French investigation authority BEA has assumed control of the investigation of a serious engine failure on board an Air France Airbus A380 over Greenland on 30 September, Canada’s transport agency confirms.
Air France flight 66 landed in Goose Bay, Canada, after the fan section of the No. 4 Engine Alliance GP7200 suffered an unexplained in-flight break-up at 37,000ft.
Since the break-up occurred over Denmark-controlled Greenland, legal authority for the investigation rested with the Danish Accident Investigation Board. But Denmark delegated authority for the investigation to the BEA, Transport Canada says.
Transport Canada dispatched a team of investigators to Goose Bay on 1 October to assist in the unfolding investigation. They were joined by investigators from the BEA, as well as engineers from A380 manufacturer Airbus and from Engine Alliance joint venture partners GE Aviation and Pratt & Whitney.
The BEA-led team will scrutinise the most serious A380 engine incident since a Rolls-Royce Trent 900-powered version of a Qantas aircraft suffered an uncontained engine failure near Singapore in 2010. Investigators traced the cause of that incident back to a manufacturing flaw, which led to a turbine section failure.
The investigation of the GP7200 failure will instead focus on the rare destruction of an entire fan module in-flight. Pictures of the A380 in-flight and on the ground reveal a missing nose cowl, fan cowl and fan disc.
The Engine Alliance partnership assigns GE authority over the high-pressure core of the engine and P&W responsibility for the low-pressure fan and turbine sections. P&W manufactures each of the 24 wide-swept hollow-titanium fan blades on the GP7200.

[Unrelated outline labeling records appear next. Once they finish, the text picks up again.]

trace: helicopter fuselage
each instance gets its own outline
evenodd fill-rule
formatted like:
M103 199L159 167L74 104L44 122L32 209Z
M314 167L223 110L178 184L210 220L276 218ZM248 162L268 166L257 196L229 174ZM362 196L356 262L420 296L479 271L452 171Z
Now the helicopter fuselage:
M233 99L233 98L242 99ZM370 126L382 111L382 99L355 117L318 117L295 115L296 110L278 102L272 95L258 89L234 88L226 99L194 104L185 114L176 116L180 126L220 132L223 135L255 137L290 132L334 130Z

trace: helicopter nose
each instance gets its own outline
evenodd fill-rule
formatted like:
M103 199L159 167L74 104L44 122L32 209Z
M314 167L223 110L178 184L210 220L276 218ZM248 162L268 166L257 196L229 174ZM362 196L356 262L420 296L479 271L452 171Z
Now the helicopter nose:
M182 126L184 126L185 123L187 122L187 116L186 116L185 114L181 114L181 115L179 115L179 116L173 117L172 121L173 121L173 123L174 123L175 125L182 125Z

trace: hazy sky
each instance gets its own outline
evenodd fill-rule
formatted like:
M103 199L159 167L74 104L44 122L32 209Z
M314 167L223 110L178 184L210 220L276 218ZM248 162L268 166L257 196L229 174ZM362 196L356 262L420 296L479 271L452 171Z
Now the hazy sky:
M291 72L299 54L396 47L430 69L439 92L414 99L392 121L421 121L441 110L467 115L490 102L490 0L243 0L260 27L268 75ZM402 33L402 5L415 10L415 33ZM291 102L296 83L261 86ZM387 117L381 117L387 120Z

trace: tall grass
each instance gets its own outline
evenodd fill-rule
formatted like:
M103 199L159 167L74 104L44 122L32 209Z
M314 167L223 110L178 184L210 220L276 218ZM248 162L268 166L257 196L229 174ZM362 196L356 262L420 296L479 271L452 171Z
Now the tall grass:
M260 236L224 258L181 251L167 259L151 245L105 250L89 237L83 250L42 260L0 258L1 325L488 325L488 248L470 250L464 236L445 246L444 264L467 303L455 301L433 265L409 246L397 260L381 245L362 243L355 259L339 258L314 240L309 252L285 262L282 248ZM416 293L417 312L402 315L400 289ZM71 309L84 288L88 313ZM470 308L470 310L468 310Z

Airbus delivered the A380 involved in the incident to Air France seven years ago, according to Flight Fleets Analyzer. It is one of nearly 130 A380s on order or delivered that are equipped with the GP7200 engines. Since 2009, the fleet of GP7200s in service had achieved a 99.9% dispatch reliability and – until 30 September – no in-flight shutdowns, according to P&W.